In international trade, all countries strive to reach a contradictory goal. They would like to foster their exports in order to maximize income and profits for their business and industry and earn foreign exchange to strengthen their economy, while at the same time impose restrictions and tariffs to prevent other countries from exporting to them.
Free trade negotiations try to merge these two interests. Each country’s ideal foreign trade policy would be to have unrestricted access to foreign markets for their goods, and impose restrictions on goods from other countries so that they only import what they need and do not import products that will compete in their domestic market. This is, of course, completely impossible as all countries try to achieve this same end.
Free trade negotiations are a result of this give and take between nations as they try to maximize exports and minimize imports. Free trade negotiations between nations occur on a global scale around the year, and free trade agreements have been established between trading nations to achieve some compromises in this arena.
The United States is party to the North American Free Trade Association (NAFTA), the Central American Free Trade Association (CAFTA) and the General Agreement on Tariffs and Trade (GATT), the World Trade Organization (WTO) as well as other smaller free trade agreements and organizations. At these organizations, United States trade representatives meet routinely with the representatives of other nations to hammer out the details of how they will trade with one another. Promoters of international trade agreements usually include large corporations who want unrestricted access to as many markets as possible, but have to prove to the domestic public that jobs will not be lost and individuals suffer.

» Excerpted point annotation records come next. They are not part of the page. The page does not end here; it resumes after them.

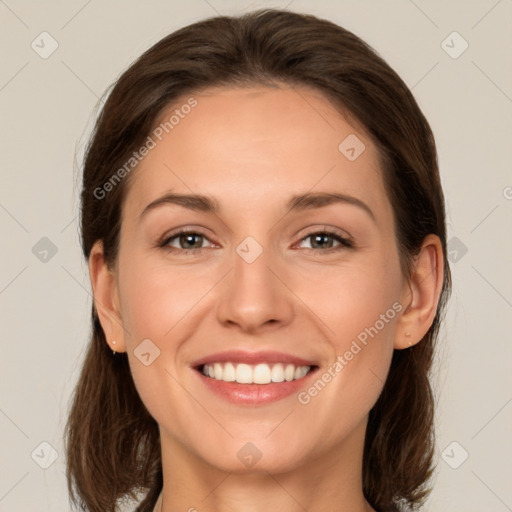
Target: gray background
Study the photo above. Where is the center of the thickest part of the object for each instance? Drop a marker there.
(47, 109)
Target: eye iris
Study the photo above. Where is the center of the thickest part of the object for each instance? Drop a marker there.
(185, 238)
(322, 236)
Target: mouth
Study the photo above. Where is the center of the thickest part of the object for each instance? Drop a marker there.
(253, 379)
(262, 373)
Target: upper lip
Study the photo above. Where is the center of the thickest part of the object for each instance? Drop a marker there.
(239, 356)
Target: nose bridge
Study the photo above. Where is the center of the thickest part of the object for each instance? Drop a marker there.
(253, 296)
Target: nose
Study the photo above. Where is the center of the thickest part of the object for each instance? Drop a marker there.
(255, 296)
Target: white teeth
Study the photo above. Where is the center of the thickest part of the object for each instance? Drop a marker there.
(243, 374)
(262, 374)
(258, 374)
(289, 372)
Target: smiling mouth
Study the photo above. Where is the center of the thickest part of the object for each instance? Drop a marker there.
(261, 373)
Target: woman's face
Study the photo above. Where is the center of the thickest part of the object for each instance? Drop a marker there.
(266, 281)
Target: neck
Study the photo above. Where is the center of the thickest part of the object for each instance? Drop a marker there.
(330, 481)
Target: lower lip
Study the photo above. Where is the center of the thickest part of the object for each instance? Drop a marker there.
(255, 394)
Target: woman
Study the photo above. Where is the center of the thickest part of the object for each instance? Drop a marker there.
(263, 220)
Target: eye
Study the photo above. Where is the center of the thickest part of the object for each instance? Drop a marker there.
(323, 240)
(187, 240)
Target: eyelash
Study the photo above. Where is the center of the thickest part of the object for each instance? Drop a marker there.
(345, 243)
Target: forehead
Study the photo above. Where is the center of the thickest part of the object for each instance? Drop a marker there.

NAFTA, for example, when it was formed in 1994 “promised it would create hundreds of thousands of new high-wage U.S. jobs, raise living standards in the U.S., Mexico and Canada, improve environmental conditions and transform Mexico from a poor developing country into a booming new market for U.S. exports.” (Public Citizen-Global Trade Watch).

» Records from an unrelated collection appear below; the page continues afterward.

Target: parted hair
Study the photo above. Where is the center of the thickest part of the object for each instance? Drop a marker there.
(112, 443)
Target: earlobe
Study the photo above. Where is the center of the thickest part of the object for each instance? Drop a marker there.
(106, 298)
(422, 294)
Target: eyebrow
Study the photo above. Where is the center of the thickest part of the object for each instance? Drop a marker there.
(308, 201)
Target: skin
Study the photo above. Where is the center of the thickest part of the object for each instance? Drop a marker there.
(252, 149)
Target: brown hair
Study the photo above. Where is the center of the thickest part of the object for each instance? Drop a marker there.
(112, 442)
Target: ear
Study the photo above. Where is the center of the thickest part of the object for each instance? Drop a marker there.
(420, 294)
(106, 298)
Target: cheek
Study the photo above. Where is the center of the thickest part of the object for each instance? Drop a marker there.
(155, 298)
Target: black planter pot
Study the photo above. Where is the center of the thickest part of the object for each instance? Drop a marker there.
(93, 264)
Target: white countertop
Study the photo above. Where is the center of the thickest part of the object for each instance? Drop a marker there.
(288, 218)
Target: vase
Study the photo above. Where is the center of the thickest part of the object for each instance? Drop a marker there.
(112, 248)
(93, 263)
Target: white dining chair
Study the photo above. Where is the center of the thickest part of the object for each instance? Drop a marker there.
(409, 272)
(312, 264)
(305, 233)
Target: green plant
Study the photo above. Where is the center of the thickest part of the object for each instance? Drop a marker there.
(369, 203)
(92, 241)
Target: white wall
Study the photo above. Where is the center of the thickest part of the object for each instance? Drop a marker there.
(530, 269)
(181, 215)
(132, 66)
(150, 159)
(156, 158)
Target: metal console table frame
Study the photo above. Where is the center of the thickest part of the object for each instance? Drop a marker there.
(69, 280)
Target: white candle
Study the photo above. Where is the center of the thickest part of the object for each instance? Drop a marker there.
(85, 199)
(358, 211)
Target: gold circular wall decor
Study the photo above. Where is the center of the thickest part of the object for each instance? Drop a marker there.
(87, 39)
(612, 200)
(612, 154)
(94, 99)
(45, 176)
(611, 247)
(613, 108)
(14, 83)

Countries use tariffs, quotas, subsidies, import regulations, laws, legislation and regulatory measures as well as restrictions on capital flows and investment in order to control the flow of goods across their borders or protect industries threatened by global trade. Free trade negotiations involve concessions in some of these areas in order to achieve a balance and arrive at fair agreements. Here is an example of free trade negotiations at work. In 2005, the European Union has a maximum ceiling of $19.1billion and the United States a maximum ceiling of $75billion to spend on farm subsidies to protect their agricultural industries. (Subsidies to farmers lead to excess crops, pushing prices down, creating a disadvantage for farmers in other countries. The European Union and Japan, who both subsidize their farmers have opposed a U.S. plan requiring them to cut that aid.) As part of the Doha trade negotiations in October, 2005, the United States offered to lower their ceiling by 60% if the European Union cut theirs by 80%. (The Economist October 15, 2005.) Of course, further rounds of negotiations will take place and a compromise will be agreed upon, as each nation tries to give as little as possible and get as much as possible to protect its interests.